Suppose Putin goes the way of Iraq’s Saddam Hussein or Libya’s Muammar Gaddafi. That would be a good thing in itself — what would not be good, however, would be for Russia to go the way of Iraq and Libya. How prepared are Europe and the United States for a Russian civil war or a descent into anarchy?

It’s not as if the peaceful end of the Cold War has nothing to do with the conditions that gave rise to Putin. The Soviet security apparatus did not dissolve with the Soviet state itself. While some degree of democracy took root in the post-communist environment, so did oligarchy and gangsterism. It’s not clear how losing a war where the stakes include such vital interests as the base for its Black Sea fleet will lead Russia to appreciate liberalism at last.

When George Washington and the rest of our great early statesmen urged America to stay out of entanglements in Europe, they were thinking of the Old World’s endless ethnic and sectarian conflicts, the product of centuries of military force and migration mixing populations of conquerors and conquered, with one era’s losers rising again to claim revenge — and reclaim land — in a seemingly unbreakable cycle.

Ukraine, like many NATO members, has a Russian ethnic minority.
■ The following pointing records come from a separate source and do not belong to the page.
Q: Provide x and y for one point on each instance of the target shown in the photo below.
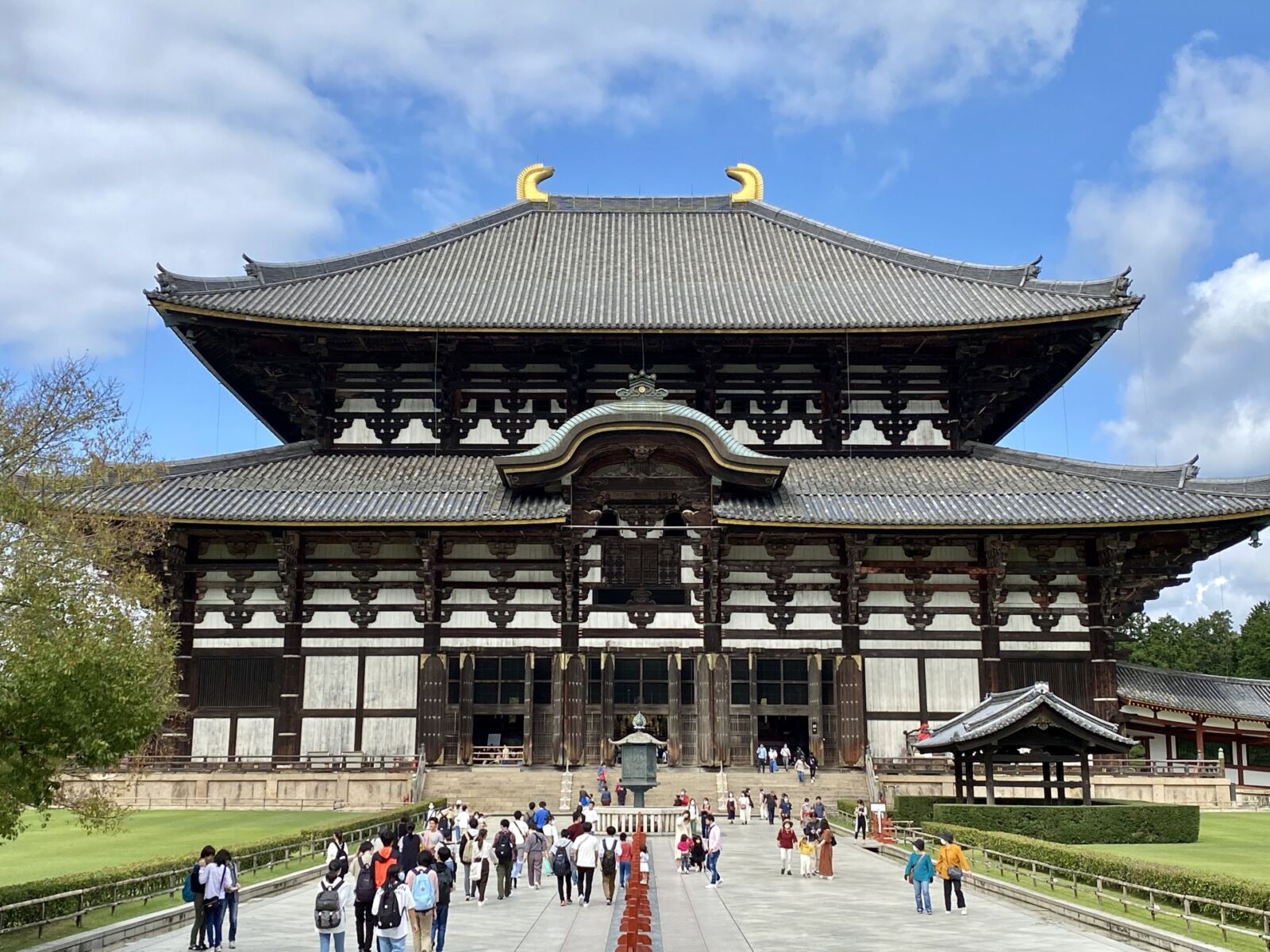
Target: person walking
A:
(444, 869)
(232, 890)
(334, 894)
(787, 841)
(609, 848)
(194, 894)
(467, 854)
(714, 847)
(826, 862)
(952, 867)
(361, 873)
(505, 852)
(213, 876)
(562, 867)
(624, 860)
(586, 856)
(535, 847)
(920, 871)
(391, 905)
(423, 884)
(483, 860)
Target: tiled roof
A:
(662, 263)
(992, 486)
(1187, 691)
(999, 712)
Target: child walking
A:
(920, 871)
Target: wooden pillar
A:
(816, 708)
(673, 697)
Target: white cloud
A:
(198, 130)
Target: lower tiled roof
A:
(990, 486)
(1189, 691)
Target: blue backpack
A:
(422, 892)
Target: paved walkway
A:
(867, 907)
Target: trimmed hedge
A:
(1172, 879)
(914, 809)
(1105, 822)
(110, 886)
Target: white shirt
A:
(587, 850)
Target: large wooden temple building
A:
(700, 457)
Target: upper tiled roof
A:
(1187, 691)
(996, 714)
(992, 486)
(632, 263)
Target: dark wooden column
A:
(816, 708)
(673, 742)
(467, 701)
(289, 547)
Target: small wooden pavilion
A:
(1026, 727)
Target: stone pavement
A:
(867, 907)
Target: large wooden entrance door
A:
(849, 698)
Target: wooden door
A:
(849, 698)
(433, 689)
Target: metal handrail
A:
(75, 904)
(1122, 892)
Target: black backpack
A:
(560, 861)
(328, 911)
(391, 911)
(365, 889)
(503, 848)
There are Russian speakers and adherents to the Russian Orthodox faith. There are political collaborators with Putin, too. Will a victorious Ukraine be careful to separate the ethnic Russian sheep from the pro-Putin goats? What responsibility will the US, the armorer and paymaster of Kyiv, be compelled to assume?

These are basic questions. Profound ones lie behind them. Europe, far from taking greater responsibility for its own security, has only increased its dependence on the United States. Now Finland and Sweden want to join NATO. They ask America to shoulder the burden of their defense. The Ukrainians demand the same thing, and there’s no reason they should stop short of demanding NATO membership for themselves.

The rationale for America’s support for Ukraine, after all, is that Ukraine is the first domino, and if it falls, the next might be a NATO member. America has the alliance to help us fight wars — the official line is that our allies are vital to our own security — but we have to fight wars to protect the alliance. And as our allies increase, the perimeter we must defend increases, too. Ask not where this stops but whether it ever does.

America is called upon to be the world’s policeman at a time when American policemen aren’t allowed to keep order in our own cities. Our parties believe democracy and constitutional government are fraying at home, yet also believe we can mobilize our people and their taxes to bring order to Ukraine, Russia and the South China Sea. Our republic was designed to serve the American people. Our leaders want the American people to serve the world. Americans themselves have only a limited willingness to do so, and when leaders like George W. Bush surpassed that willingness, the result was the election of a mildly antiwar Democrat, Barack Obama, and then a wildly anti-establishment Republican, Donald Trump.

We tried to take responsibility for the Middle East and failed. Now we’re trying to take responsibility for Europe, Ukraine and by extension Russia. An America that remains a republic will ultimately have to let Europe police Europe and Asia police Asia.